Sorunlarının büyük bir kısmının önyargıdan geçtiğini söylesem ne dersin..? Dur söyleme, ben sana söyleyeyim: Olmaz öyle şey dersin yine önyargılı bir yaklaşımla..
Kimileri için sadece bir detay hepsi, kimileri için de hepsinin bir anlamı var.
Yolların kesişmesiyle yolların kesişmemesinin aynı düzene ait olduğunu anladığında insan, belki o zaman biraz daha rahatlayacak.
Sevindiği şeylerle üzüldüğü şeylerin zamanla oluştuğunu ve zamanla kaybolduğunu anladığında insan, belki sahiplenmekten uzaklaşacak.
Son şeklini alana kadar hayat, ayrıntıların hep önemi olacak.
Yapraktan farklı olarak parmak izi çoktan belli olsa da insanın, o izi nerede nasıl bıraktığı yanına kalacak.
Büyük gözüken olaylarda da, küçük gözüken detaylarda da…
Açık Ruh Ameliyatı amatör aforizmalar ve klasikleşmiş doktor özgüveni ile çok şey söyleyen fakat gerçekten bir şey söylemeyen felsefemsi klişelerle geçti kitap.
Kitabı okumadan önce :
Bu kez farklı bir şekilde, kitabı okuduktan sonra değil başlarken bir yorum yapmak istiyorum.
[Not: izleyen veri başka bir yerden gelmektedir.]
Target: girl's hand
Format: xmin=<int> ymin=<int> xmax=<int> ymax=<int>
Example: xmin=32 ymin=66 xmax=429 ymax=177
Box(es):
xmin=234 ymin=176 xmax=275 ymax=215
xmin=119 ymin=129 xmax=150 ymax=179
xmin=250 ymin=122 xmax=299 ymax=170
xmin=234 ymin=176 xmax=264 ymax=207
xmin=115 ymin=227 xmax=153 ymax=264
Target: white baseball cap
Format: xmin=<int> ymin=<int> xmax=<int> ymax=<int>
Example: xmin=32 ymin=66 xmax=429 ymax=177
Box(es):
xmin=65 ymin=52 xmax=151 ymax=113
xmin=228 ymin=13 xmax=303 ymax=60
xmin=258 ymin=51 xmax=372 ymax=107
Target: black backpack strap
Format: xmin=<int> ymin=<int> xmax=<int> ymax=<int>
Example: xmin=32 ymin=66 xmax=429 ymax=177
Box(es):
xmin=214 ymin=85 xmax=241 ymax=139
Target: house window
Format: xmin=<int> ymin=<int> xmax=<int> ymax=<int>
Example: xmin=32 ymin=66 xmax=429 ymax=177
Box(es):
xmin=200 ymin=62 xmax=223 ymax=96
Zira hediye gelen bu kitabı okumak için çok hevesliyken bir anda hevesimi azaltan kısımlar gerçekleşti. Birincisi, kitap yazarlarının ünvanlarını kitaba eklemeleri çok saçma geliyor (eğer böyle bir zorunlulukları yoksa!). Hadi profesörleri anlarım, teknik bir konuda yazarsın da kişisel gelişim kitabında ne diye Dr. diye not düşüyorsun, ayrıca merak ettim baktım, sadece 1 sene doktorluk yapmış yazarımız. Onun dışında özel sektörde çalışıyor. Medikal satış müdürlüğü vs. Umarım bu egosal durumu da ameliyat etmiştir kitabında. Ön yargılarla başlıyorum, işi çok zor bu kitabın, eğer güzel puanlarla çıkabilirse gerçekten seveceğim İzzet Memi'yi. Bakalım..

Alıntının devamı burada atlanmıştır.